Whatever its quirks, though, it’s hard to deny the movie’s value to Chinese viewers, most of whom have had no exposure to the Holocaust or even China’s own Jewish history. Kristallnacht is depicted, as is the aerial bombing of Europe. And while Rena and Mishailli’s father survives, and eventually reunites with the children, we learn that their mother was murdered, her hair woven into a tapestry that a German colonel presents as a gift to the Japanese commander of Shanghai. That kind of coincidence might require a heroic suspension of disbelief, but it’s about as good as a children’s movie will get in representing Nazi evil.
“As a writer, it is my responsibility to reveal this historical event to the public,” Wu Lin told me by e-mail. He has lived in Shanghai for 30 years, and once in Hongkou, the old Jewish ghetto, but he didn’t fully learn about the story of the Holocaust refugees until was living in Los Angeles, where he met a man named Jerry Moses, who had passed through Shanghai as a child.
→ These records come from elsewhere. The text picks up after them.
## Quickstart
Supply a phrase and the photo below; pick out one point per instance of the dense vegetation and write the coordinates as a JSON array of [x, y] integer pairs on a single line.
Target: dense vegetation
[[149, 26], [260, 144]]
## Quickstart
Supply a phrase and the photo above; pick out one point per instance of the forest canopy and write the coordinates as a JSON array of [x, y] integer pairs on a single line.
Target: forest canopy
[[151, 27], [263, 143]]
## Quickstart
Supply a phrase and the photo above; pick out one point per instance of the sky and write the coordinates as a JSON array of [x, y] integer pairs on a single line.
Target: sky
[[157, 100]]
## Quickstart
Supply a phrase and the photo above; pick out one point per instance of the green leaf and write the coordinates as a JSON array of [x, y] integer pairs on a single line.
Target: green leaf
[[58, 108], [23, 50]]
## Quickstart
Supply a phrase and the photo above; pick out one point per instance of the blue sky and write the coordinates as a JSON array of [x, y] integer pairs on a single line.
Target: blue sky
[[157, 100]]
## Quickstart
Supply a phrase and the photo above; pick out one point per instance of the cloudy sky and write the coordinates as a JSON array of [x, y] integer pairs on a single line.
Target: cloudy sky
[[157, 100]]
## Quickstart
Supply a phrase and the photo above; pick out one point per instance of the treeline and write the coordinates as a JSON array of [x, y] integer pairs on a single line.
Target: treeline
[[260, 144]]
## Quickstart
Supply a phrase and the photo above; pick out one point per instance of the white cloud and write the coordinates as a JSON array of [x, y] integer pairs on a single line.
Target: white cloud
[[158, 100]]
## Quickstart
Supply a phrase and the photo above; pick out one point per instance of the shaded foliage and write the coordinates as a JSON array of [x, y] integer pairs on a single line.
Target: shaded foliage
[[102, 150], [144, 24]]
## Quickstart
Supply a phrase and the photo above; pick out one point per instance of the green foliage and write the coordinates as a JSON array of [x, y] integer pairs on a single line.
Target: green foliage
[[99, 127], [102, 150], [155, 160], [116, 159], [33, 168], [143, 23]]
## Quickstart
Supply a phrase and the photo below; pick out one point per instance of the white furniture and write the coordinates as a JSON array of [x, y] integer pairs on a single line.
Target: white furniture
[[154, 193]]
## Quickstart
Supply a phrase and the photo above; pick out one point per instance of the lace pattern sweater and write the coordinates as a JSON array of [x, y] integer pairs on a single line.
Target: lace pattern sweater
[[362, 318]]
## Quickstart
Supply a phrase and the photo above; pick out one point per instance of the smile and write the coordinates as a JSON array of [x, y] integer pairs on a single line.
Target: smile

Wu describes him as the “prototype” for Mishailli.
“The Jewish people have passed on many good qualities to Shanghai locals,” Wu wrote. “It was a mutual communication and learning process. One thing I learnt was that nations should learn from each other in order to become strong.”
In a way, “A Jewish Girl in Shanghai” is a fitting choice for Hong Kong’s Jewish film fest, which is an unusual festival in an unlikely place. Though Hong Kong’s Jewish community is as old as the city itself (its first Jewish family, the Sassoons, controlled as much as 70 percent of China’s opium trade in the late nineteenth century), it remains small, with around 5,000 members. Yet the festival has not only survived but has grown every year, with an audience that is now more than one-third Chinese.
That’s surely a sign of things to come. China’s interest in Judaism is blossoming. Ten Chinese universities now offer Judaic Studies programs and there is new interest in the Jewish communities that thrived in Shanghai and Harbin before World War II. Some of the Kaifeng Jews, descendants of Jewish traders who settled in China more than 800 years ago, have actually made aliyah to Israel.
That fascination has been matched by Jewish interest in China, where, as Nick Frisch wrote in the Forward almost three years ago, it’s not unusual to come across the same wide-eyed earnestness that inspired “A Jewish Girl in Shanghai.”
“When they learn that you’re Jewish, people in China always say the same thing — ‘Oh, Marx was Jewish! Einstein was Jewish!’” said Erica Lyons, the editor of Asian Jewish Life, a quarterly magazine based in Hong Kong. “But a lot of the stereotypes that have been used against Jews in the West don’t have the same negative meaning here. There isn’t the same baggage. It’s a clean slate.”